Telson (Figure 12A–D, Figure 17D, Figure 18D, Figure 19D and Figure 20D): telson punctate and hairy. Stout and globular without carinae. A depression present on dorsal lateral surface of vesicle. Proximal portion of vesicle with a pair of weakly developed nodule. Aculeus elongated and strongly curved.

Distribution, habitat and ecology (Figure 14): specimens of Charmus dakshini sp. nov. were observed to be active at night, usually scurrying across open soil or under dense undergrowth. The species was also observed on Palani-Kodaikanal Road, Palani Hills, Tamil Nadu, about 50 km west from the type locality.
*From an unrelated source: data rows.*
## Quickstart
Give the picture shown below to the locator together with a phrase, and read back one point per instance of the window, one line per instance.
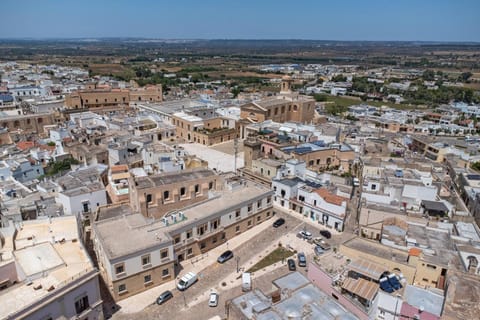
(147, 279)
(120, 268)
(81, 304)
(122, 288)
(146, 260)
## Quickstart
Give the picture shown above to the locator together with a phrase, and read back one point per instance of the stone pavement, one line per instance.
(140, 301)
(218, 160)
(234, 279)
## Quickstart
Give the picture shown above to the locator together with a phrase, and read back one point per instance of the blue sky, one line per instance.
(422, 20)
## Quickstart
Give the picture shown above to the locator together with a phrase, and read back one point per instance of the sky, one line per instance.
(372, 20)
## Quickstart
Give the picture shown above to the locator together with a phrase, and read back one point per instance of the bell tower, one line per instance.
(286, 87)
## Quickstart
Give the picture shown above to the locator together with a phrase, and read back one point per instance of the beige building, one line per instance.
(48, 272)
(146, 253)
(140, 258)
(287, 106)
(204, 131)
(30, 123)
(391, 259)
(154, 196)
(325, 158)
(102, 98)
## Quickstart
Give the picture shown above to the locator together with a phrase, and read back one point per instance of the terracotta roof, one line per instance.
(330, 197)
(414, 252)
(119, 168)
(24, 145)
(361, 287)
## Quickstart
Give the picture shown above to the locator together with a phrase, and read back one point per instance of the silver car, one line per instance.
(213, 300)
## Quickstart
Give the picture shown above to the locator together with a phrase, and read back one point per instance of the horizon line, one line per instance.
(226, 39)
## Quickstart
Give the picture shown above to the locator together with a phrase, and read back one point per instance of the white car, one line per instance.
(213, 301)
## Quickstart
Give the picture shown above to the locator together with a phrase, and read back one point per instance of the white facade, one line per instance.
(68, 300)
(83, 202)
(318, 209)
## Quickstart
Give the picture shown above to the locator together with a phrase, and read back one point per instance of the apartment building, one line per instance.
(206, 131)
(81, 192)
(29, 123)
(154, 196)
(287, 106)
(46, 272)
(98, 98)
(319, 155)
(146, 253)
(141, 258)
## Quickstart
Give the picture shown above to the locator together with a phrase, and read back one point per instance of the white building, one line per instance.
(81, 192)
(53, 274)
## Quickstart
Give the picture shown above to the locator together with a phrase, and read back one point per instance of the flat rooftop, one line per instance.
(165, 179)
(305, 301)
(378, 250)
(140, 233)
(462, 297)
(47, 265)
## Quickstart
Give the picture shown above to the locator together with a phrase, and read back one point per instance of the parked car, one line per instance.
(326, 234)
(164, 297)
(213, 301)
(305, 235)
(322, 244)
(224, 257)
(318, 250)
(186, 281)
(246, 282)
(291, 265)
(302, 260)
(278, 222)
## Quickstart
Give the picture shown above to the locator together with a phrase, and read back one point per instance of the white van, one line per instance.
(246, 282)
(186, 281)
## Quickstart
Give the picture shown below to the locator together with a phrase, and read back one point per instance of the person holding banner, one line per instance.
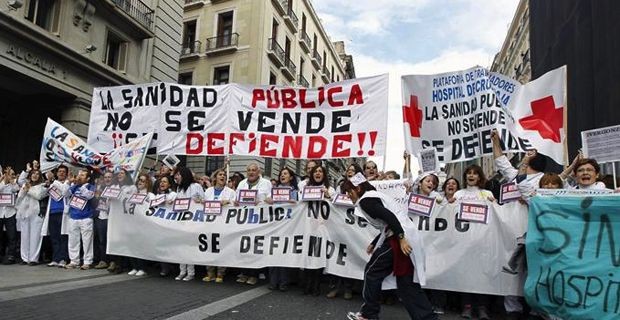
(165, 187)
(81, 211)
(278, 276)
(101, 220)
(143, 186)
(8, 189)
(474, 183)
(586, 173)
(123, 179)
(218, 192)
(56, 217)
(187, 189)
(252, 190)
(30, 217)
(391, 253)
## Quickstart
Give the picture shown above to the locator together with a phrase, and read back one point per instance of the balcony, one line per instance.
(140, 15)
(326, 75)
(275, 52)
(191, 50)
(302, 82)
(317, 61)
(290, 18)
(280, 6)
(304, 41)
(289, 70)
(193, 4)
(222, 44)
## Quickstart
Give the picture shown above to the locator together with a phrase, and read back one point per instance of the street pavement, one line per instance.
(41, 292)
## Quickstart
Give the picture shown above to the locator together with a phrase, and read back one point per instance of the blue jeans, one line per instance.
(410, 293)
(60, 246)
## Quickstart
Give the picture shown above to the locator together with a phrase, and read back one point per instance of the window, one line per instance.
(189, 36)
(221, 75)
(224, 29)
(116, 52)
(186, 78)
(272, 78)
(44, 13)
(287, 49)
(214, 163)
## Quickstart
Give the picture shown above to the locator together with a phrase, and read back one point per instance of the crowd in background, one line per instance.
(40, 226)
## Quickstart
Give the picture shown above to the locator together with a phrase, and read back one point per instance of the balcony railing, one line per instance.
(191, 48)
(290, 18)
(222, 43)
(317, 61)
(305, 42)
(275, 52)
(289, 69)
(326, 74)
(137, 10)
(303, 82)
Figure 14. Dense evergreen forests of Sirumalai, India; the type locality of Charmus dakshini sp. nov. Photo by Mihir Joshi.
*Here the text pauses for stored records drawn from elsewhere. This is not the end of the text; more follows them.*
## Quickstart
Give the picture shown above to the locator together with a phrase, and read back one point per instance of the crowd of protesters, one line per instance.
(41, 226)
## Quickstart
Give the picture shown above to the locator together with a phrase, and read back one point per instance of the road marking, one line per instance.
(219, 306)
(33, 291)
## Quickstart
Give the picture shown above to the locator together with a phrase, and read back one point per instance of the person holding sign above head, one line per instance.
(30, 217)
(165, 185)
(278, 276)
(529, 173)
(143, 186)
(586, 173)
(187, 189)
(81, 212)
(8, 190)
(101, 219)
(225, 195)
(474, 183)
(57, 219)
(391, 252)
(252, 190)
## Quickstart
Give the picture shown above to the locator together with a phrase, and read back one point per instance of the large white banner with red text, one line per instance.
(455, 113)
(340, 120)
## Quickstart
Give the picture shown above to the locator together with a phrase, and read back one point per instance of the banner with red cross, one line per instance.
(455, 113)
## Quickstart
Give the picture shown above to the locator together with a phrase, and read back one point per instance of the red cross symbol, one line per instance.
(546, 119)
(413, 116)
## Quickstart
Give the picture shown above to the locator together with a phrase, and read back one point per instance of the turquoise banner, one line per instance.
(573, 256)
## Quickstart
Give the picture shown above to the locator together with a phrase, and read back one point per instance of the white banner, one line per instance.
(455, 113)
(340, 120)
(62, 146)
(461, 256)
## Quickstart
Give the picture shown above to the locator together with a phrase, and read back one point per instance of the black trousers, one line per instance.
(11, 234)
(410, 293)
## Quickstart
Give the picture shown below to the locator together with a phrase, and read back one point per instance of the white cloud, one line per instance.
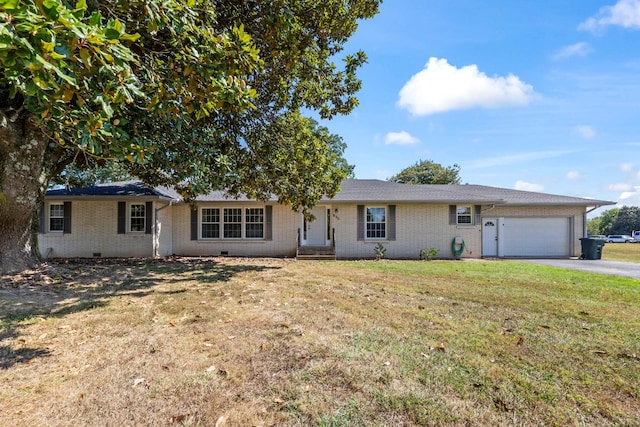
(626, 167)
(577, 49)
(587, 132)
(400, 138)
(442, 87)
(625, 13)
(528, 186)
(574, 176)
(619, 187)
(514, 158)
(629, 198)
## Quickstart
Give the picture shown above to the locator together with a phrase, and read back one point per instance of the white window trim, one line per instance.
(470, 215)
(243, 223)
(130, 217)
(48, 217)
(386, 223)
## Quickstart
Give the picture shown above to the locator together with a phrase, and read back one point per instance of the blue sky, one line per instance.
(540, 96)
3.5. Affinities (Figure 2, Figure 3, Figure 5, Figure 6, Figure 8, Figure 9, Figure 10, Figure 12, Figure 13, Figure 15, Figure 16, Figure 17, Figure 18, Figure 19 and Figure 20)

Species of the genus Charmus can be differentiated by the following combination of characters:

Surface of carapace finely and densely granular in C. sinhagadensis (Figure 6A and Figure 15B) and C. dakshini sp. nov. (Figure 13A and Figure 15D) as opposed to surface with mixed and dense granulation in C. laneus (Figure 3A and Figure 15A,E), C. brignolii (Figure 9A and Figure 15C) and C. saradieli (Figure 15F).
Anterior margin of carapace finely crenulated in the median portion in C. laneus (Figure 3A and Figure 15A,E), C. brignolii (Figure 9A and Figure 15C), C. saradieli (Figure 15F), and C. dakshini sp. nov. (Figure 13A and Figure 15D) as opposed to smooth throughout in C. sinhagadensis (Figure 6A and Figure 15B).
Dorsal surface of pedipalp patella granular in C. brignolii (Figure 9F) as opposed to almost smooth in C. laneus (Figure 3F), C. sinhagadensis (Figure 6F), C. saradieli and C. dakshini sp. nov. (Figure 13F).
Basal piece of pectines deeply notched on anterior median margin in C. sinhagadensis (Figure 16B), C. saradieli and C. dakshini sp. nov. (Figure 16D) as opposed to moderately notched in C. laneus (Figure 16A) and C. brignolii (Figure 16C).
Tergites I–VI finely granular in C. sinhagadensis (Figure 5A) and C. dakshini sp. nov. (Figure 12A), as opposed to tergites with mixed granulation in C. laneus (Figure 2A) and coarsely granular in C. brignolii (Figure 8A) and C. saradieli.
Ventral submedian carina of metasomal segment (Figure 19) I–III weakly developed in C. dakshini sp. nov. as opposed to moderately developed in C. sinhagadensis and strongly developed in C. laneus C. brignolii and C. saradieli.
Metasomal segment V acarinate (Figure 17, Figure 18, Figure 19 and Figure 20) in C. dakshini sp. nov. as opposed to segment with a pair of weakly developed dorsal lateral carina present on the proximal portion in C. saradieli, moderately developed and present on the proximal portion in C. sinhagadensis and strongly developed and present on the proximal portion in C. laneus and C. brignolii.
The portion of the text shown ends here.